Purpose: Acts as the control plane and governance layer for the entire platform.

  • Contains program specifications, templates, CI/CD baselines, and policies.
  • Source of truth for architecture, security, and observability standards.
  • Provides reusable .github/ workflows and .dev/ scaffolds.

Key Contents:

  • /docs/ -> specs, architecture, narratives
  • .github/ -> CI/CD and security automation templates
  • .dev/ -> pre-commit hooks, linting, make targets

sai-platform-infra

Purpose: Provides local infrastructure for all other services.

  • Hosts Vault, Caddy, Loki, Grafana, and MLflow under Compose profiles.
  • Exposes telemetry and secret-management endpoints for other repos.

Key Technologies:

  • Docker Compose (profiles: observability, secrets, registry, proxy)
  • Caddy (reverse proxy), Loki/Grafana (logging & metrics), Vault (secrets)
  • OTel Collector (traces)

Deliverables:

  • docker-compose.yml, Caddyfile, otel-collector.yaml, vault-bootstrap.sh
  • /docs/tech/runbook.md (how to operate locally)

sai-ml-foundation

Purpose: Reproducible, secure ML training pipelines.

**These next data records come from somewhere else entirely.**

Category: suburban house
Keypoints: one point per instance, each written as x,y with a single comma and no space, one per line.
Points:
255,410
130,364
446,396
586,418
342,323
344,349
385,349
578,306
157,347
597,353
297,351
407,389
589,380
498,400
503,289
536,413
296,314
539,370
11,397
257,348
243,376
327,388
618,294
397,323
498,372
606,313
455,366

  • Demonstrates secure model development lifecycle.
  • Integrates MLflow for experiment tracking.
  • Documents dataset provenance and lineage.

Key Technologies: PyTorch, scikit-learn, MLflow, pre-commit, ruff

Deliverables:

  • /src/ -> model training & evaluation
  • /data/ -> dataset cards & manifests
  • /docs/ -> threat model, model cards, architecture

sai-inference-api

Purpose: Securely serve ML models as APIs.

  • Implements JWT authentication and RBAC.
  • Logs inferences with correlation IDs for traceability.
  • Integrates with OTel and the observability stack.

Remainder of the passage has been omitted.